Costituito un Tavolo civico sulle trasformazioni urbane

L’iniziativa è promossa da Acli, Amici del Parco GruBria e circolo culturale Seregn de la memoria per proporre un confronto informato sulle scelte pubbliche a tutela dello sviluppo della città

Costituito un Tavolo civico sulle trasformazioni urbane

A Seregno nasce un Tavolo civico dedicato ai temi delle trasformazioni urbane e del futuro della città. E’ l’iniziativa promossa da Acli – circolo Leone XIII, Amici del Parco GruBria e circolo culturale Seregn de la memoria, a partire dal lavoro dei mesi scorsi sul dossier dell’area ex Dell’Orto.

Il Tavolo civico sulle trasformazioni urbane

Dal confronto sull’ipotesi di rigenerazione urbana nell’area dismessa dell’ex Carburatori Dell’Orto “si è aperto un dibattito pubblico su un tema centrale per Seregno: come vengono governate le trasformazioni urbane e il loro impatto sull’ambiente, sull’abitare, sugli spazi pubblici e sulla qualità della vita – spiegano i promotori del Tavolo civico in una nota – E’ emersa l’esigenza di costruire uno spazio stabile di riflessione e approfondimento, capace di tenere insieme competenze civiche, sensibilità associative e attenzione al bene comune”.

Luogo di confronto aperto alla città

Il Tavolo civico si pone non come luogo di contrapposizione, bensì di confronto aperto, responsabile e documentato sulle scelte relative allo sviluppo urbano della città. Vuole offrire un contributo al dibattito pubblico, con un approccio costruttivo su temi diversi: la qualità delle trasformazioni urbane, l’equilibrio tra interesse pubblico e iniziativa privata, l’abitare accessibile, il sistema del verde e la coerenza complessiva delle politiche urbane.

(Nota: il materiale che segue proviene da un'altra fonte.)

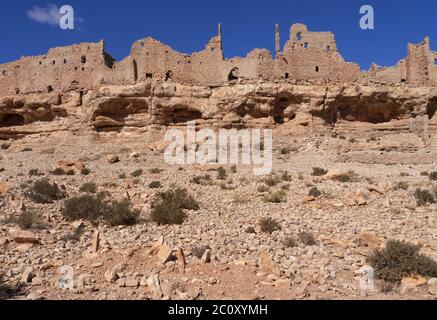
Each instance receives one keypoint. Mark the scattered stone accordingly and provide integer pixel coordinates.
(164, 253)
(26, 237)
(154, 285)
(113, 159)
(267, 265)
(411, 284)
(96, 241)
(206, 258)
(4, 187)
(181, 260)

L’impatto delle trasformazioni urbane

A supporto del percorso intrapreso è stato elaborato un documento di sintesi, “La città non è neutrale”, con gli elementi di riflessione emersi in questi mesi e un altro documento integrale di approfondimento, “La città che vogliamo costruire”, che sviluppa in modo più analitico l’attività svolta nonché i criteri di valutazione degli interventi. Le associazioni sottolineano che “la valutazione degli interventi urbanistici non può limitarsi alla sola verifica quantitativa degli standard previsti dalle norme. Occorre considerare anche la qualità reale delle dotazioni pubbliche, la loro accessibilità e la loro utilità effettiva per la vita della città. Le trasformazioni urbane non riguardano soltanto l’edilizia o la pianificazione tecnica”, ma anche dimensioni economiche, sociali, ambientali e culturali.

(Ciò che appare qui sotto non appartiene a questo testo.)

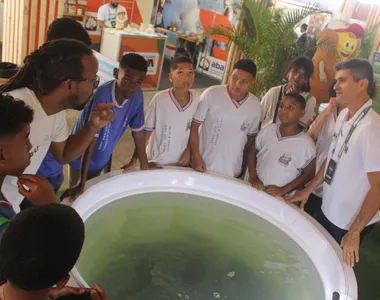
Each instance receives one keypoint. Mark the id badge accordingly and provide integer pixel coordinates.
(330, 171)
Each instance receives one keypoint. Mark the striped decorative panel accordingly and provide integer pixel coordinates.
(25, 26)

La necessità di un confronto informato

Il nuovo Tavolo civico è aperto alle realtà associative, alle competenze professionali e alla cittadinanza interessata ad approfondire e discutere questi temi. “E’ necessario un metodo solido che consenta di collocare i singoli interventi all’interno di un quadro coerente” e occorre “rendere espliciti e stabili i criteri generali che orientano la valutazione” dei progetti di rigenerazione urbana. Le tre associazioni sottolineano quanto “la qualità delle scelte pubbliche si rafforzi attraverso un confronto ampio, informato e responsabile. Le trasformazioni urbane non sono mai neutrali: riguardano il modo in cui una comunità cresce, si organizza e costruisce il proprio futuro”.